Я отправился к ней в пять часов вечера. Меня провели в спальню. Там я увидел в постели больную женщину средних лет с приятным, умным лицом. Это была г-жа Штерич.
Пригласив меня сесть, она, после обычных в настоящее время разговоров о последних бурных событиях, сказала:
— Я слышала о вас много хорошего. Знаю, что вы теперь в затруднительном положении. Если вы не найдете ничего для себя лучшего, я вам предлагаю квартиру и стол у себя.
Предложение было очень кстати, но ошеломило меня своей неожиданностью.
— Но чем же я в свою очередь могу быть вам полезен и отплатить за то добро, которое вы мне предлагаете?
— Этого вовсе не нужно, — отвечала она, — я просто желаю вам помочь как человеку, того заслуживающему. Если вам угодно, вы можете переехать ко мне в следующее же воскресенье.
Поговорив еще немного, я раскланялся и ушел домой в смущении и до сих пор еще ни на что не решился.
7 января 1826 года
Я все больше и больше удостоверяюсь в дружеском расположении ко мне Ростовцева. Он мне опять предлагал убежище у себя и с таким чувством, какое может внушить одна дружба.

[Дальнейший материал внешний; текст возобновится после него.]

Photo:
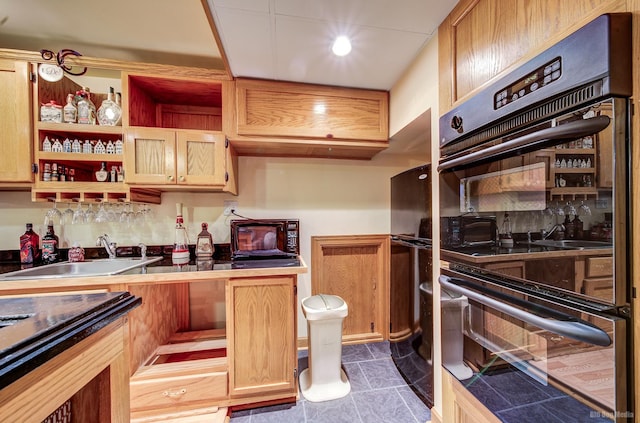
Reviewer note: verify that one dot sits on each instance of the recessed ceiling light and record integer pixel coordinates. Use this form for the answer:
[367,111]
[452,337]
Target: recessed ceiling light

Я, между прочим, познакомился у него еще с В.Н.Семеновым, который мне показался очень добрым человеком. Он служит при министре народного просвещения и сам вызвался поговорить обо мне с нашим ректором, с которым хорошо знаком. При экзамене я надеюсь на себя по всем предметам, хотя последнее время и не мог усидчиво заниматься. Зато латинский язык меня сокрушает. В нем я за весь прошлый год мало успел и в этом сам виноват: я не мог принудить себя хорошенько заняться изучением грамматических форм, которые скучны, но необходимы, а что необходимо, то должно быть сделано, невзирая на трудности. В таком случае следовало бы подражать Наполеону. Один инженерный генерал жаловался ему на трудности при взятии какой-то крепости. ‘Не в том дело, что трудно, генерал, а в том, можно ли ее взять?’ — ‘Да, консул, не невозможно’. — ‘Ну так вперед!’ — и крепость несколько часов спустя сдалась тому, у кого не было трудностей, а одна невозможность. Так и мне следовало бы поступить, и я не был бы теперь в необходимости прибегать к снисхождению добрых людей.

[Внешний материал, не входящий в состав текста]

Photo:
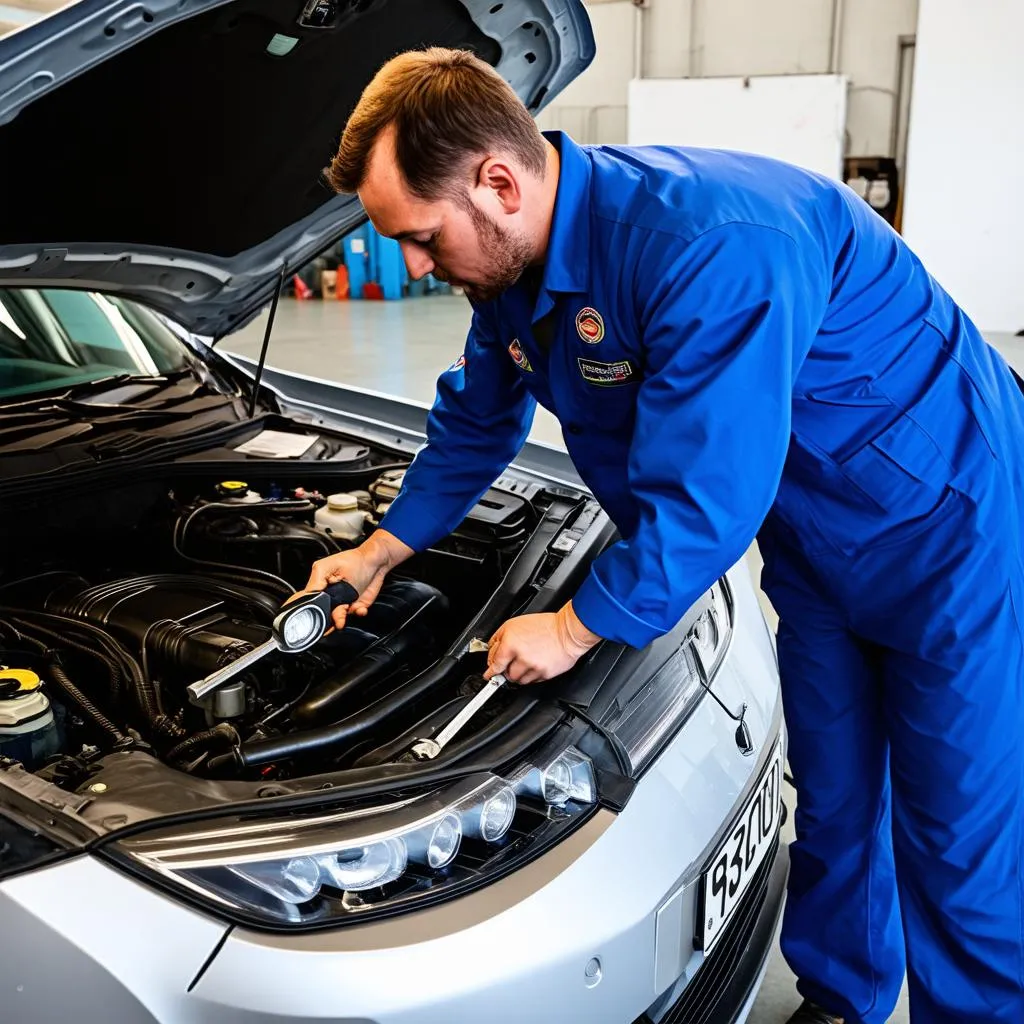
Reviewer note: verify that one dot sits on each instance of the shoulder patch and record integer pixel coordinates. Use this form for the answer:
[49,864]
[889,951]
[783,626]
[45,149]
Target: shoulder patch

Я каждый вечер провожу у Ростовцева.
8 января 1826 года
У меня ни копейки денег. Я решительно не знал, что предпринять. И из этой беды вывел меня Ростовцев. Он так дружески сам предложил мне небольшую сумму, что вынул жало из всегда тяжелого положения сознавать себя кому-либо обязанным.
После жестокой борьбы и продолжительных размышлений я решился перебраться к г-же Штерич. Быть не может, чтобы у меня там не нашлось дела.

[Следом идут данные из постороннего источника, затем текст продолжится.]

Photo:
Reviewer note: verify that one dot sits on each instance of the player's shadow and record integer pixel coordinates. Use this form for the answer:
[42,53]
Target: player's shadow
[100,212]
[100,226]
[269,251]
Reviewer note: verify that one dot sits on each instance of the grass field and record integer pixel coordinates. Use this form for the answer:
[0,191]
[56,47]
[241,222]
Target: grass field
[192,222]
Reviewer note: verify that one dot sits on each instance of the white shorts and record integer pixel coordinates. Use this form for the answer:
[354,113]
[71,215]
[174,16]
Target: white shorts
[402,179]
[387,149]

9 января 1826 года Сегодня сдал я первый экзамен из богословия. Получил первые баллы, но недоволен собою: я отвечал не так точно и ясно, как хотел бы и мог бы.
10 января 1826 года
Сегодня я переселился в дом г-жи Штерич. Мне отведена опрятная, хорошая комната. Предшествовавшие моему переезду дни я жестоко терзался мыслью, что не буду иметь в этом доме никакой определенной должности, которая избавляла бы меня от печальной необходимости получать кров и пищу даром. Напрасные терзания. Светская женщина, конечно, умеет обрабатывать свои дела лучше, чем неопытный студент угадывать ее намерения.
Еще вчера г-жа Штерич пригласила меня к себе обедать и после разных околичностей дала мне заметить, что ей не будет противно, если я уделю несколько своего времени на то, чтобы читать русскую словесность ее сыну, а также и некоторые другие науки (если у меня будут свободные часы!), нужные для дипломатической службы, на которую этот молодой человек недавно поступил.
Слова г-жи Штерич сняли с моего сердца тяжелое бремя. Я свободнее вздохнул и пожалел только, что она не выяснила мне сразу своих намерений. Признательность моя от того не уменьшилась бы, а уважение мое к г-же Штерич только возросло бы. Как бы то ни было, я теперь чувствую себя спокойным: получая две необходимейшие потребности жизни — кров и пищу, я буду платить за них своим трудом.
Сын г-жи Штерич — молодой человек 17 лет. У него, кажется, доброе сердце и ясный ум. Физиономия его очень приятная, с легким оттенком привлекательной задумчивости. Он получил отличное воспитание, в котором нравственность не считалась делом случайным. Не лишен он и некоторых познаний. Мать его в этом отношении поистине редкая женщина. Она имеет здравые понятия о воспитании и думает, что русский дворянин не должен быть всем обязан своим рабам, но также кое-чем и самому себе. Она путешествовала с сыном по Германии и по Италии, стараясь совершенствовать его воспитание.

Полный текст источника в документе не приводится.